Focus Areas for Continued Efforts
-
PyTorch-native SOTA performance of key LLM/Image-Generation models
- Continue improving PyTorch-native inference performance for key models like Llama3.1 and Stable Diffusion to achieve SOTA on Intel CPUs with the Inductor CPP backend
-
Competitive GEMM performance on Intel CPUs
- In past PyTorch releases, the GEMM template in the Inductor C++ backend had already been optimized for FP32, BF16, and FP16 data types. As weight-only INT8/INT4 GEMM has been popular, achieving competitive performance through the Inductor C++ backend for these data types will benefit related scenarios with TorchAO + PyTorch native stack
-
Mature FlexAttention to ensure reliability and high performance for different scenarios on Intel CPUs
- FlexAttention is crucial for LLM performance, as different optimization methods apply to different scenarios. The Inductor C++ backend introduced support for FlexAttention in PyTorch 2.6 and optimized it for large batch size scenarios in PyTorch 2.7. In PyTorch 2.8, we plan to further enhance its performance with optimizations for block sparsity (improving sparse attention variants) and flash decoding (benefiting long-context scenarios)
-
Reduce overall PyTorch Core/library entropy to be more stable and performant on Intel CPUs
- Resolve 75% of newly opened issues and 90% of newly opened high-priority issues for TorchInductor on Intel CPUs
Summary
In this update, we summarized the progress we’ve made in recent PyTorch releases and outlined our continued efforts as a North Star to improve Intel GPU and Intel CPU support in future releases. Our achievements would not have been possible without the invaluable support from Alban, Andrey, Bin, Jason, Jerry, and Nikita — we sincerely thank them for their contributions.

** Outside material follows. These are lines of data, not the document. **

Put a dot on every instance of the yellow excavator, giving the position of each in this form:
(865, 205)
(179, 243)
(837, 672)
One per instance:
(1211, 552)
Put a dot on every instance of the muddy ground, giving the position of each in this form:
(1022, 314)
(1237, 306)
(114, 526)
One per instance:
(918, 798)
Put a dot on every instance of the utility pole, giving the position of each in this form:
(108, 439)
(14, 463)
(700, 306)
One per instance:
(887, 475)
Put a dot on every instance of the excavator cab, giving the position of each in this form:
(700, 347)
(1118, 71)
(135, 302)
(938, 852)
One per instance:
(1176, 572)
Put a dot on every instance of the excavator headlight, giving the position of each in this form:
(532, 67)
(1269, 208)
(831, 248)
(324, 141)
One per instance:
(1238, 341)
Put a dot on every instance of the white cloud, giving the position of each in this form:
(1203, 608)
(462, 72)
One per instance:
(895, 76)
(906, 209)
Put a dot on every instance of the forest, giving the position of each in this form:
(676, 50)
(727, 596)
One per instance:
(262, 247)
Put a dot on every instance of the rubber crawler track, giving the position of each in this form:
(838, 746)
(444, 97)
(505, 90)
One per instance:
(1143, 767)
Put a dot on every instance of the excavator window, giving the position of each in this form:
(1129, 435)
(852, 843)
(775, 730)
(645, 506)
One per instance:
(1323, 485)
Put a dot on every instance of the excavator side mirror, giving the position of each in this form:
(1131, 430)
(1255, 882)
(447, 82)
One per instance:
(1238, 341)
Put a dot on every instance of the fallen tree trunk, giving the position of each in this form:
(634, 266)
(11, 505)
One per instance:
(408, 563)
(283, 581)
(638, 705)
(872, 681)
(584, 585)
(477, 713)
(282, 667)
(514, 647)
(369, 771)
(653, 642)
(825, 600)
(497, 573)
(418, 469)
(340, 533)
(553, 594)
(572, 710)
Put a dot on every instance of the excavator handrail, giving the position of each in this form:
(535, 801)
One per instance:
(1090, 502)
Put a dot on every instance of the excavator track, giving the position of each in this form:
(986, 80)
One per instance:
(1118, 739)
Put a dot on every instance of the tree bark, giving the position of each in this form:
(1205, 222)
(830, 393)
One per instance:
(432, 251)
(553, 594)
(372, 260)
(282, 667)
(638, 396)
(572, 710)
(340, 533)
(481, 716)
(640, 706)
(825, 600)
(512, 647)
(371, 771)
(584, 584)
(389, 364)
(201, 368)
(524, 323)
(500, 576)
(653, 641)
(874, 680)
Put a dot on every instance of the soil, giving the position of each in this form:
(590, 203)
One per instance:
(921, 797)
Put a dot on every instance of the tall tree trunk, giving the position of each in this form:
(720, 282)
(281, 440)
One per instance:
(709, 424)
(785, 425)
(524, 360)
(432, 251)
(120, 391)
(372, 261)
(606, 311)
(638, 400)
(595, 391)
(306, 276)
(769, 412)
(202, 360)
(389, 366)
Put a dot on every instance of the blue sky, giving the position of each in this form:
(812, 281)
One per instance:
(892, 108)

The Intel PyTorch team will continue to work closely with the PyTorch community to enhance Intel GPU and Intel GPU functionality and performance, covering eager mode, torch.compile
, Distributed, and core libraries. At the same time, we are committed to contributing to the broader PyTorch ecosystem, helping make PyTorch increasingly friendly and extensible for integration with diverse hardware backends.